Avec une régularité métronomique, S.U.P. écrit des albums marquants, des chefs-d’œuvre qui se suivent sans jamais se ressembler. Droits dans leurs bottes, les membres du groupe ont livré des pépites qui oscillent entre le gothique froid, cybernétique et glauque (“Chronophobia”, “Hegemony”) et des brûlots intenses, hargneux et macabres (“CU3E”, “Incubation”). Les musiciens enroulent leur musique dans des histoires dignes de David Lynch ou David Cronenberg, où plane le dualité entre le corps et l’esprit, entre le robotique et le charnel. “Dissymmetry” leur nouvel album efface ces frontières, ainsi que celles entre le gothique et le death.
Les contrastes sont nombreux, entre plaisir et douleur, fureur et douceur, lumière et noirceur, sensualité et férocité... comme les deux facettes d’une personnalité morcelée, comme les deux visages d’identités jumelles enfin réunies. S.U.P. joue avec un thème glauque lorsque son personnage central s’ampute le bras pour le recréer. Mais au-delà de cette thématique d’épouvante, les variations troublent par leur intensité et leur diversité. Là où “Hegemony” ou “Chronophobia” semblaient droits, le chemin de “Dissymmetry” est tortueux et percute des univers opposés : le gothique flamboyant (‘Exicison’), le lourd étouffant (‘The Chasm and Chronography’ ou ‘Sunless Rest’), la mélodie angélique (‘Cathedra’), les boucles cycliques (‘Hypgnagogic Hop’), les nappages electro (‘The Empty Chair’) ou la mélancolie des mots (‘The Day Of Final Hope’).
Spherical Unit Provided désacralise ainsi l’humain, transgresse les tabous et brutalise les esprits, non pas pour dégrader l’être, mais au contraire, tel l’exutoire mélodique, pour l’élever et l’apaiser.

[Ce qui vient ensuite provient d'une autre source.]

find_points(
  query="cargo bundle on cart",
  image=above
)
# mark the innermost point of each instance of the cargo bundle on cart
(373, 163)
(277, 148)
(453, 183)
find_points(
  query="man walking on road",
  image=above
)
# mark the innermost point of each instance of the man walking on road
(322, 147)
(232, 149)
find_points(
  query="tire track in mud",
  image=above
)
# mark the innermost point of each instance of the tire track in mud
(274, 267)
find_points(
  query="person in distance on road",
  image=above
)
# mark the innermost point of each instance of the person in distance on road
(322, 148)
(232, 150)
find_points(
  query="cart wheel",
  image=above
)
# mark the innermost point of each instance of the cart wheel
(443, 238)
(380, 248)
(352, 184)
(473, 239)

Les mélodies sombres sont omniprésentes, l’empilement de voix claires et grunt également. ‘Excision’ en est la matérialisation idéale, étant mélodique, malsain et intense. Le fan retrouvera aussi les forces de la formation et son univers fantasmagorique étouffant, ennobli par des ambiances aériennes (‘Tribulation’).
Supuration... pardon S.U.P. joue avec les contrastes, oppose le lourd suprême et la grâce touchante (‘Sunless Rest’). Les douces harmonies transparaissent au travers des arpèges mélancoliques lorsque l’intensité s'efface devant l'émotion. Enfin dans ce concept opaque et dur, l'opus oppose sa musique directe à quelques fines notes de synthétiseurs, sorte d’ultime pied de nez aux conventions (‘The Empty Chair’).

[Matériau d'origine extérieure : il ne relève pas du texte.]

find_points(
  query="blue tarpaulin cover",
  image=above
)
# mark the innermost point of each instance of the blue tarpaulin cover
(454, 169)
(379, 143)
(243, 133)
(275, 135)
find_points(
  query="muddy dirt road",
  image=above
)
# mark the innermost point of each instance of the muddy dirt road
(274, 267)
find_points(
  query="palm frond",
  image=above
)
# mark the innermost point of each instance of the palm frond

La rondelle gracieuse, habillée d’une lueur mortifère, est comme un poème de Baudelaire, enrobé de six-cordes tombales. Après un “Hegemony” obscur, la formation propose un album humaniste. Les musiciens qui jonglent depuis des années avec S.U.P. et Supuration semblent dorénavant vouloir les fusionner en une seule expression musicale : ici les riffs épais côtoient les rythmiques hypnotiques, les très nombreuses vocalises éraillées convoquent l’âme de Supuration. Bref “Dissymmetry” est un chef-d'œuvre qui concentre le meilleur des deux groupes : la terreur et l’émotion, l’obscurité et la limpidité, la tendresse et l'intensité.